Bab Empat Puluh

50 12 8
                                    

Yeorin.

Aku terlalu jujur ​​dengan Jimin. Mengatakan lebih dari yang ingin aku akui padanya. 

Air mata jatuh lebih cepat saat dia menggendongku ke tempat tidur, tapi dia tidak menyebutkannya, tidak melarang ku untuk menangis. Dia mungkin melihatnya sebagai lebih banyak informasi. Lebih jujur. Dan ku rasa memang begitu.

Aku terlalu lelah untuk tidak jujur. Aku terlalu lama kedinginan, dan sekarang yang ku inginkan hanyalah kehangatan dan gerakan.

Yang ku inginkan adalah dia.

Dia tidak meminta penjelasan lain. Dia hanya menarik selimut di tempat tidurnya, berdiri di sampingku, dan menanggalkan pakaianku. Tidak ada permainan. Tidak ada rayuan. Ku bilang aku ingin mereka pergi, dan sekarang mereka pergi, pakaiannya sendiri mengikuti dalam hitungan detik.

“Jimin—”

Tidak ada lagi diskusi. 

Dia meletakkanku di bantal tanpa perasaan seperti dia akan mengistirahatkan kanvas di sana, tetapi ketika dia mendorong kakiku terpisah, aku melihat ilusi itu.

Nafas Jimin tercekat. Dia menatapku, tangannya di pahaku, cahaya api dari gua itu berkelap-kelip di matanya, terbakar di sana seterang apa pun yang pernah ku lihat, menunjukkan segalanya.

"Benci aku," dia menuntut. 

Hentikan aku, bisik ingatanku dari lelang amal.

"Tidak. Aku tidak mau.”

"Brengsek," bisiknya, nada lega bahkan dalam suara lembut itu, lalu dia memakanku seperti binatang. 

Seperti orang yang kelaparan. Penglihatan ku segera mati demi perasaan. Bibir, lidah dan gigi. Rambutnya di bawah jariku. Aku pasti menariknya, pasti menyakitinya, tapi dia tidak berhenti. Ini seperti memiliki lengan dan kakinya di sekitarku di dalam gua, menahanku di sini — jumlah kekuatan yang sama, hanya telapak tangannya di pinggulku yang menjepitku ke bantal.

Aku di ujung saraf, disikat oleh lidahnya, tersiksa olehnya. Dia menjilatiku seperti dia harus mengecat setiap tempat rahasia yang ada di lipatanku. 
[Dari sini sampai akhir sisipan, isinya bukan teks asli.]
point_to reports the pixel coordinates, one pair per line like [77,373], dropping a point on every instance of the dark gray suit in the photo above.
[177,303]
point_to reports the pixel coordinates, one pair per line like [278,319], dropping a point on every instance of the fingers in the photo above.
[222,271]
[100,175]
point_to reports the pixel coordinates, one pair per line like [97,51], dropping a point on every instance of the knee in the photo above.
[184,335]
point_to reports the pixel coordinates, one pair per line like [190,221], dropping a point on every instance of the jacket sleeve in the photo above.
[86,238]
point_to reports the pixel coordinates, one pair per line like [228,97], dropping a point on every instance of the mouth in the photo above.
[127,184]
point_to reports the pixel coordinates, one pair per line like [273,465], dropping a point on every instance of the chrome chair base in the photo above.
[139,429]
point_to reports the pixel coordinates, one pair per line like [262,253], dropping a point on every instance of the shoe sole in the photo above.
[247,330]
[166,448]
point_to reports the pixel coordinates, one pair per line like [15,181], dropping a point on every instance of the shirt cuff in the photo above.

Seperti dia akan mati jika dia membiarkan salah satu dari mereka tidak tersentuh. Setelah air dan angin beku dalam perjalanan pulang rasanya seperti terbakar. Aku tidak bisa berhenti membuat kebisingan, tapi aku tidak bisa mendengarnya, tidak persis. Aku hanya bisa merasakannya di belakang tenggorokanku.

Dan Jimin menjawab.

Kata-kata itu sendiri tidak penting. Lagipula aku tidak bisa memahaminya, bahkan jika aku bisa menghidupkan kembali otakku. Aku hanya merasakan dengungan di tempat di mana hanya dia yang pernah, di mana hanya dia yang pernah menjilat. 

Rasa malu menghancurkanku seperti lapisan es tipis dan menghilang di bawah lidahnya. Jimin menggali jarinya. Kuat. Sepuluh poin rasa sakit. Aku tidak mengerti mengapa dia melakukannya sampai mencapai orgasme.

Dia pasti sudah melihatnya datang. Aku tidak, membuat ku menjauh dari kesadaran diriku yang terakhir dan mengubah ku menjadi sesuatu yang liar, mendorong, sepenuhnya di luar kendali. Lebih di luar kendali daripada yang pernah ku alami dalam hidup. Lebih dari yang pernah ku izinkan. Gelap, ajaib dan aku kuat di dalamnya. Berbahaya. Atau mungkin kesenangan yang menyimpan bahaya seperti itu.

Bukan, itu aku. Ini semua diriku.

"Jimin," aku mendengar diriku berkata. "Jimin-hhh." 

Tapi aku tidak bisa benar-benar melakukan ini. Aku benar-benar tidak bisa datang lagi. Jimin menutup mulutnya di klitorisku dan menangkapku saat aku turun. Dia tidak akan membiarkan itu terjadi. Oh — aku bodoh. Aku salah. Aku bukan orang yang berkuasa sekarang. Aku dalam cengkeraman penjahat yang saat ini mengebor begitu banyak kesenangan ke dalam kumpulan saraf itu sehingga menyakitkan.